All of these options increase the meaningfulness of the ultimately determined result of the concerned Analysis procedures, but are costly, require the use larger quantities on patient DNA samples, and the specificity remains limited.

• 1. Ein Aliquot der zu untersuchenden DNA-Probe (des Patienten) wird auf einen Chip aufgebracht, der mit spezifischen Oligonukleotidsonden 4, 4' bestückt ist. Anschließend wird eine im Stand der Technik geläufige Hybridisierungsreaktion durchgeführt.
• 2. Auf denselben Chip werden spezifische Primer 8 aufgebracht und eine im Stand der Technik geläufige Ligase-Reaktion durchgeführt.
• 3. Derselbe Chip wird einer im Stand der Technik geläufigen Primer-Extension-Reaktion unterworfen.
• 4. Abschließend erfolgt ein Denaturierungs-Waschschritt und danach eine an sich bekannte Hybridisierungsreaktion mit einem spezifischen Beacon, dessen Nukleotidsequenz komplementär dem Übergang von dem anligierten spezifischen Primer und der durch die Primer-Extension-Reaktion verlängerten DNA-Sequenz ist. Das Fluoreszenzsignals des Beacon, welches nur nach spezifischer Hybridiserung des Beacons abgegeben wird, wird mit dem Fachmann bekannten Verfahren detektiert.

(B) According to the test system according to the invention, the procedure is as follows, for example:

• 1. An aliquot of the DNA sample to be examined (of the patient) is applied to a chip using specific oligonucleotide probes 4 . 4 ' is equipped. A hybridization reaction familiar to the prior art is then carried out.
• 2. Specific primers are applied to the same chip 8th applied and carried out a ligase reaction familiar in the prior art.
• 3. The same chip is subjected to a primer extension reaction known in the art.
• 4. Finally, there is a denaturing wash step and then a hybridization reaction known per se with a specific beacon, the nucleotide sequence of which is complementary to the transition from the ligated specific primer and the DNA sequence extended by the primer extension reaction. The fluorescence signal of the beacon, which is emitted only after specific hybridization of the beacon, is detected using methods known to those skilled in the art.

In contrast to the procedure according to the prior art in the procedure according to the invention (the test system according to the invention) the elected Analysis method for the first time in succession on the same chip carried out, whereby the control of process and results of the previous one Analysis procedure by the subsequent analysis procedure is given and the advantages of the respective analysis methods with regard to the specificity are combined. Through this internal control of the specificity of the previous past reactions) at any reaction point the chip gets the highest level of security and reliability in terms of of the test results guaranteed.

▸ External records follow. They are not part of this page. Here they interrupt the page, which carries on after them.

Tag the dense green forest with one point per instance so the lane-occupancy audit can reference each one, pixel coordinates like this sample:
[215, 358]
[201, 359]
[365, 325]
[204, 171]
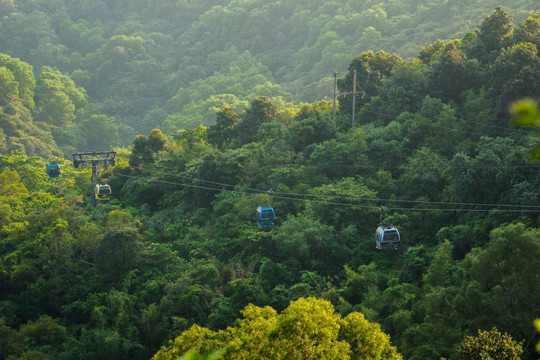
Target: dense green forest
[175, 261]
[170, 64]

Example 3: Design variant of the test system according to the invention for examining a patient's DNA sample for presence certain and known point mutations and / or SNPs

(I) A conventional DNA (bio) chip or DNA microarray 2 with oligonucleotide probes / probe oligonucleotides 4 . 4 ' equipped, the third to last base at the 3 'end as a universal nucleotide analog (ie as a synthesized nucleotide which can base pair with each of the four nucleotides naturally occurring in the DNA dATP, dGTP, dCTP and dTTP) is formed).

An aliquot of the patient's DNA sample is applied to the chip and subjected to a hybridization process known per se. The nucleic acid samples contained in the patient's DNA sample and to be examined hybridize 6 . 6 ' to complementary oligonucleotide probes 4 . 4 ' ,

(II) Then the same DNA (bio) chip / DNA microarray 2 a DNA ligase reaction using a specific primer 8th subjected. The nucleotide sequence of the primer 8th is complementary to that section of the known sequence of the nucleic acid sample to be examined 6 . 6 ' which is immediately adjacent to the 3 'end of the corresponding oligonucleotide probe sequence 4 . 4 ' follows.

Due to the measure that the third last base at the 3 'end of the oligonucleotide probes 4 . 4 ' is designed as a universal nucleotide analog, the specificity of the ligase reaction is increased.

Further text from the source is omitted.